This month and next, the Roxie Theater is presenting A Keanu Summer featuring five of our dude’s most excellent films. To celebrate this series — and the man at its center — we’re each taking a moment to honor Keanu and his many, many facets.
It is no understatement to say the crowd went berserk when Keanu waltzed out of the fog at E3 in 2019 to reveal a new trailer for the video game Cyberpunk 2077 starring him.
This was his first big-time gaming role; previously, gamemakers had only used his appearance or a handful of recorded lines. This was different. Cyberpunk’s use of facial-tracking cameras and motion capture meant Keanu could, for the first time, truly embody a virtual character — in this case Johnny Silverhand, a shit-talking, revolver-spinning frontman who also happens to be a digital ghost trying to take over your body.

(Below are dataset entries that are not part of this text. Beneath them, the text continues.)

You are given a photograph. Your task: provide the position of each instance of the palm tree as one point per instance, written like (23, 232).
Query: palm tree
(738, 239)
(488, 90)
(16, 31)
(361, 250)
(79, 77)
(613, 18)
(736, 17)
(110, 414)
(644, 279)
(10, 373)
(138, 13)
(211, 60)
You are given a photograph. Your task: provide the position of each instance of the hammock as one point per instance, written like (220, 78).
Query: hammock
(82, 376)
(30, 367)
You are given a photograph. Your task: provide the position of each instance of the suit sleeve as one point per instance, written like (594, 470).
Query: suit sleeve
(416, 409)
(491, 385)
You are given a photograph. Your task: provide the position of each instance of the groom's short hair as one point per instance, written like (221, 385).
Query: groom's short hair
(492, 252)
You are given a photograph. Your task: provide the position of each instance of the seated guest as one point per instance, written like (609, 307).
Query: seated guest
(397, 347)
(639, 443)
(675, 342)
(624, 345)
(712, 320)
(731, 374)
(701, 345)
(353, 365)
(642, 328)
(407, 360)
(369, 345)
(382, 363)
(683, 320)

Keanu’s rendition of Silverhand is his most bombastic, maximalist performance. This character makes John Wick look practically demure. The latter is a superlatively skilled assassin who begrudgingly murders everyone in his path to vengeance. Silverhand is a superlatively insane rockstar-turned-revolutionary who blows up a corporate skyscraper with a nuke. They are not the same.

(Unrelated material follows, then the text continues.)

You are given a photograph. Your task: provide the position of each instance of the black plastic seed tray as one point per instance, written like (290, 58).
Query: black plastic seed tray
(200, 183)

Later in the game, however, Keanu shifts in order to explore the sensitivities of Silverhand's trauma, using flickers of vulnerability to propel a story about destiny, loss, and the morality of radical violence. Frankly, Keanu shows more range here than in the majority of his filmography.
Cyberpunk 2077 is a brilliant sci-fi thriller in which you get to slaughter hundreds of enemies using a smorgasbord of methods. Its built environment is one of the most beautiful in the history of modern gaming. The plot demands that you consider more philosophy than the average A24 film.
But to me, what I recall most is my journey with Silverhand, made so real by Keanu’s chops and his obvious appreciation of Cyberpunk as a Serious Work of Art®. The guy made me literally cry in the third act, which — no spoilers — examines the sacrifices people make in the pursuit of idealism and liberty.
The game has multiple endings based on the decisions the player character makes, most significantly involving Silverhand himself. I played through every single path repeatedly, racking up some 200 hours in the game overall. I guess I just didn’t want to quit Keanu.